If one is in such a case, it is best not to close the suture, to avoid the creation of edema. The player definitely out and is loaded on a hospital structure for an imaging record. Two possibilities then at the end of the balance sheet:
- Whether the fracture is non-displaced and only the suture will be performed with antibiotic coverage, and a stop sporting activity 3 to 4 weeks depending on the location of the fracture.
- Either the fracture is displaced, and reduction with osteosynthesis under general anesthesia with wound closure will be carried out urgently in six to twelve hours, during hospitalization of 3 to 7 days depending on the location of the fracture, the stop any sports activity up to 6 weeks.

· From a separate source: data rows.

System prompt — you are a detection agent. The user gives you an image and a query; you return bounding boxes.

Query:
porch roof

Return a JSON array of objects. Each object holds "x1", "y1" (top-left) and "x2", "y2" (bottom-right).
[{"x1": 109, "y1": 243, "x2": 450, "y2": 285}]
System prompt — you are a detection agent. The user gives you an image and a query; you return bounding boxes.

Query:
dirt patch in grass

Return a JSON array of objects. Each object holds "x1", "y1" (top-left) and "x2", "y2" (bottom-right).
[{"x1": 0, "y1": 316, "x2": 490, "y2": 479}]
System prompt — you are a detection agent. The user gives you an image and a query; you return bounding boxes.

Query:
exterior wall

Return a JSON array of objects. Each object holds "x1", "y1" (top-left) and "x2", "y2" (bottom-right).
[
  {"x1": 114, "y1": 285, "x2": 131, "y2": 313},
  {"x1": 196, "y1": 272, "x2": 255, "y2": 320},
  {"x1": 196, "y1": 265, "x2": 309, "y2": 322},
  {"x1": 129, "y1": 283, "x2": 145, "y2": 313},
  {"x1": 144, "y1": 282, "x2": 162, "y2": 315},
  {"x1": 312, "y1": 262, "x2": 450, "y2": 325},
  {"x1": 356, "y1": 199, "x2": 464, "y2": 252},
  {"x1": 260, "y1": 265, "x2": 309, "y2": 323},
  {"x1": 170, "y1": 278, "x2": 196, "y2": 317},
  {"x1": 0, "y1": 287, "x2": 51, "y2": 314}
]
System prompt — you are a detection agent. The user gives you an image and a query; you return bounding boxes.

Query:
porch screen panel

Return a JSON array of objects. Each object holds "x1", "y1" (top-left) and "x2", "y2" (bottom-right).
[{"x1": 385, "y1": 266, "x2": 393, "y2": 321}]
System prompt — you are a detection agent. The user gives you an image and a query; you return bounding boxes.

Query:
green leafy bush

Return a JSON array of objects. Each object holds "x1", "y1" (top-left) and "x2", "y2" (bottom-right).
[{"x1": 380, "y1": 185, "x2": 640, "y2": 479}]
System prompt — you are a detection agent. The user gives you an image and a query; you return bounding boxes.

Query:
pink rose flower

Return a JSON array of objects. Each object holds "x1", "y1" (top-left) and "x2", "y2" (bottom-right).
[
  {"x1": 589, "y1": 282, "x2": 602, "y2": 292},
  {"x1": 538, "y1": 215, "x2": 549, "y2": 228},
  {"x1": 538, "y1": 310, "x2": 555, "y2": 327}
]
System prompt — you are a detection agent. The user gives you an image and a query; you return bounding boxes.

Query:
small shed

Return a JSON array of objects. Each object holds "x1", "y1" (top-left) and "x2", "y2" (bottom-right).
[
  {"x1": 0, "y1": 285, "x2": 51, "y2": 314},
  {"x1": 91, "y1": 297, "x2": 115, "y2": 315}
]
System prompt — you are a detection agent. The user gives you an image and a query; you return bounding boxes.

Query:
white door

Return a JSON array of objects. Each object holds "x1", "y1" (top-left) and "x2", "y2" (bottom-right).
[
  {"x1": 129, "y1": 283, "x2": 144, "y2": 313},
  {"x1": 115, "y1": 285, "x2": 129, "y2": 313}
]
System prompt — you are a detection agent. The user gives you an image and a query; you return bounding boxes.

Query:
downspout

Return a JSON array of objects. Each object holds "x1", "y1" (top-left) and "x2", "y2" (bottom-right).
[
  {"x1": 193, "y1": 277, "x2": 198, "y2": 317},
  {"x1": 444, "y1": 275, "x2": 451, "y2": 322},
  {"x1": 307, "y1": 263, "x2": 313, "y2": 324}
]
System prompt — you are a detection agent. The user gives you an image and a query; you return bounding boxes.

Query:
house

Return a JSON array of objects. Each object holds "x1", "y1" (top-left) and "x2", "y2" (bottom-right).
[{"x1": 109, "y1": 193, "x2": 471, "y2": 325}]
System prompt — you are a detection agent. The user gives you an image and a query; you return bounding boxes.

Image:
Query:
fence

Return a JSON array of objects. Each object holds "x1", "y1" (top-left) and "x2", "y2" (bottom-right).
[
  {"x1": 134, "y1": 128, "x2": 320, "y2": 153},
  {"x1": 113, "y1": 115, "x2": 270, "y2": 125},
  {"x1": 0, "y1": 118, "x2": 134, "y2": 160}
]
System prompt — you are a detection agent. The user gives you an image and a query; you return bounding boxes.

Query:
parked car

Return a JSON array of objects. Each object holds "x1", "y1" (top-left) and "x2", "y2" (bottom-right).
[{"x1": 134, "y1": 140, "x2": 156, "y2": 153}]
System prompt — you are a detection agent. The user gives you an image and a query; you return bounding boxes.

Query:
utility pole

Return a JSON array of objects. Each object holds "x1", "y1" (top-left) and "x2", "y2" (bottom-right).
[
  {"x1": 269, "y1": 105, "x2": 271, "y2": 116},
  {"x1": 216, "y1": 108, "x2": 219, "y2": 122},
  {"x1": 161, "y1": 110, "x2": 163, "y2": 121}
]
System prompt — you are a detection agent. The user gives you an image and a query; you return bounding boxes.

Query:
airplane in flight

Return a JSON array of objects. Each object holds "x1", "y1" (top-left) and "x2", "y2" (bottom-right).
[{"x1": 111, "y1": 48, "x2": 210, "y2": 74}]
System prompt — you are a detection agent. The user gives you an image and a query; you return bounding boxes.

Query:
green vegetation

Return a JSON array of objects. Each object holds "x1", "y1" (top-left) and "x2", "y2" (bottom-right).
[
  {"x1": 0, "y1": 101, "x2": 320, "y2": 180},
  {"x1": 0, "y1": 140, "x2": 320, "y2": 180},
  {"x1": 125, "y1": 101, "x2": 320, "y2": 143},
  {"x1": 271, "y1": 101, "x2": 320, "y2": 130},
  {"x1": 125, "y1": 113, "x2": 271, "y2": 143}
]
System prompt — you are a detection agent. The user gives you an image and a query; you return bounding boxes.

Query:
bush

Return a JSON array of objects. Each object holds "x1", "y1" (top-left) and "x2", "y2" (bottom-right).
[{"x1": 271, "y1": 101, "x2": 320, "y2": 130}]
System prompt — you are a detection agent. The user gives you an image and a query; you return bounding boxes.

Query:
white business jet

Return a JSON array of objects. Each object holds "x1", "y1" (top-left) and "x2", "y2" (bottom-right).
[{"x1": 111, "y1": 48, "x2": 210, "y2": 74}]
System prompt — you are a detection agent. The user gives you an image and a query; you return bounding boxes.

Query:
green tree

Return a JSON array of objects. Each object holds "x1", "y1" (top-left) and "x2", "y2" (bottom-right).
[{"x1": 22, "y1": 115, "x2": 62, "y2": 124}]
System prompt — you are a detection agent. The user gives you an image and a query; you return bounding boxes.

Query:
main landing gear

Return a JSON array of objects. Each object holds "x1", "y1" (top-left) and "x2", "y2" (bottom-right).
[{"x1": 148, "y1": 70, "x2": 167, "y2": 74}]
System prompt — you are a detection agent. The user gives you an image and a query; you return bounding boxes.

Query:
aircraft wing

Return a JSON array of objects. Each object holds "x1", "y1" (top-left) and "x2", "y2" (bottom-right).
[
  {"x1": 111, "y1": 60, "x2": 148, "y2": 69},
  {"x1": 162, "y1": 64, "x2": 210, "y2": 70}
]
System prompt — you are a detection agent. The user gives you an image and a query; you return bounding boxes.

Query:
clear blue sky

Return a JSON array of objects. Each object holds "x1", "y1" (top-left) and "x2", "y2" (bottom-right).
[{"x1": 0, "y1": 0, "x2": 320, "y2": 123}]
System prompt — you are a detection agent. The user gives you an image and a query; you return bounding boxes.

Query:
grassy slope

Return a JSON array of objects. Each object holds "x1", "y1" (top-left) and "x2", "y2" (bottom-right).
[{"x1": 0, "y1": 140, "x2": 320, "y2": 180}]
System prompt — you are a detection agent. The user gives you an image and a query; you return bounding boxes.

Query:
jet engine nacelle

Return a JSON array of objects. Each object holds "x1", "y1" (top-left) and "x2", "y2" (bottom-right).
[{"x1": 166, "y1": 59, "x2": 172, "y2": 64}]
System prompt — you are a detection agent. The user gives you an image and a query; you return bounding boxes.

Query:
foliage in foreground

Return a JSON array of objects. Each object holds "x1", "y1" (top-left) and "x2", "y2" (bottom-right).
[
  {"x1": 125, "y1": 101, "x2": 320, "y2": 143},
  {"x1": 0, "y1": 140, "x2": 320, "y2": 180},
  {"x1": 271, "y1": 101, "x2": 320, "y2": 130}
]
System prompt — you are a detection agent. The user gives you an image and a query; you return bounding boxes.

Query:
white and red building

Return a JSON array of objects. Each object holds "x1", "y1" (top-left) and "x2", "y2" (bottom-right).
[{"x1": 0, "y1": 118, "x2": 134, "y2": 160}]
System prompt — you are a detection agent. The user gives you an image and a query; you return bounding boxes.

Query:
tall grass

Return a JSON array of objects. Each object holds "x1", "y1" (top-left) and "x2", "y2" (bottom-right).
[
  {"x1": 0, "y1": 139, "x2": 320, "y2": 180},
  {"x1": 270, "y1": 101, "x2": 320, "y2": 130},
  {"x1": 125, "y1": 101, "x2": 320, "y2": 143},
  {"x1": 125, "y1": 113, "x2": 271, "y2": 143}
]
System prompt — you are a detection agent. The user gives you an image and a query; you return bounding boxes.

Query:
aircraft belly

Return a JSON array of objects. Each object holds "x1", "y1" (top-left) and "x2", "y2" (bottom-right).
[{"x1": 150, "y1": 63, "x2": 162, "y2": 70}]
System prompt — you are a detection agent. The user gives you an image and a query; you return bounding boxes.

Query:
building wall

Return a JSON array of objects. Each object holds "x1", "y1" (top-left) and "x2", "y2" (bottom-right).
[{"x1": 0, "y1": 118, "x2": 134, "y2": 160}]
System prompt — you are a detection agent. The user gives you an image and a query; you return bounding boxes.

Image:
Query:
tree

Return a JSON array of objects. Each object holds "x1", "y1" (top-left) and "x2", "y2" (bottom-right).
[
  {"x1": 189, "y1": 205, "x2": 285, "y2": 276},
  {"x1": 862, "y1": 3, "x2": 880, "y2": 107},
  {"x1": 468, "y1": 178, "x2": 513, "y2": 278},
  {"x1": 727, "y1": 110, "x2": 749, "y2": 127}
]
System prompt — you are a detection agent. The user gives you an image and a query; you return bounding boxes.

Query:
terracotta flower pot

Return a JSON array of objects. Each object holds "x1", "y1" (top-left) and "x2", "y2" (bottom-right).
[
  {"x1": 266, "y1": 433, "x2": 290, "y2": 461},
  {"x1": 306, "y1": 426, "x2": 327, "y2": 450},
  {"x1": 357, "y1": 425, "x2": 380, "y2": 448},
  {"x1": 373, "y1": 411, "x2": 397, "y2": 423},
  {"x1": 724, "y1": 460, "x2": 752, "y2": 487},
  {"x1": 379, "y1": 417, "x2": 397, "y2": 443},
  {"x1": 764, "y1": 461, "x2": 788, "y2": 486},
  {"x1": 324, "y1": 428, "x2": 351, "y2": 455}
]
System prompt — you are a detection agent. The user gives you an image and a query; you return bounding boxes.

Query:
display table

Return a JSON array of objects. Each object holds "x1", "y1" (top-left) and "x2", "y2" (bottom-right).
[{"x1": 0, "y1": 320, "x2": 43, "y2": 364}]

5) The contused and complex wounds.

When the wound to be treated is unusual in its scope, the dubious vitality of neighborhood integument, by associating frank wound and dermabrasion, it is best left to an experienced sports surgeon who follow the wounded on the first day at secondary the primary closure, and will be able to use appropriate means (directed healing, cover flap when cartilage exhibition, screening for sepsis) for a complete healing with minimal aesthetic or functional sequelae.

6.) The cervical wound

The neck is a very particular topography in case of wound of the richness of the underlying vessels present and by the presence of the larynx, the first stage of the air.
We specifically meet again blunt trauma and cervical problem larynx.
Regarding wounds, anatomical limit in depth, as the peritoneum for abdominal wounds is the platysma muscle.
Any wound that does not reach the platysma can be considered superficial, and can be supported to the locker room. Must still be able to explore the wound properly discarding the banks, and controlling bleeding. If in doubt, abstention is the rule.
Any wound that reaches the platysma should be an exploration under general anesthesia to control the large vessels of the neck, including venous axes at the origin of rebleeding after a deceptive lull.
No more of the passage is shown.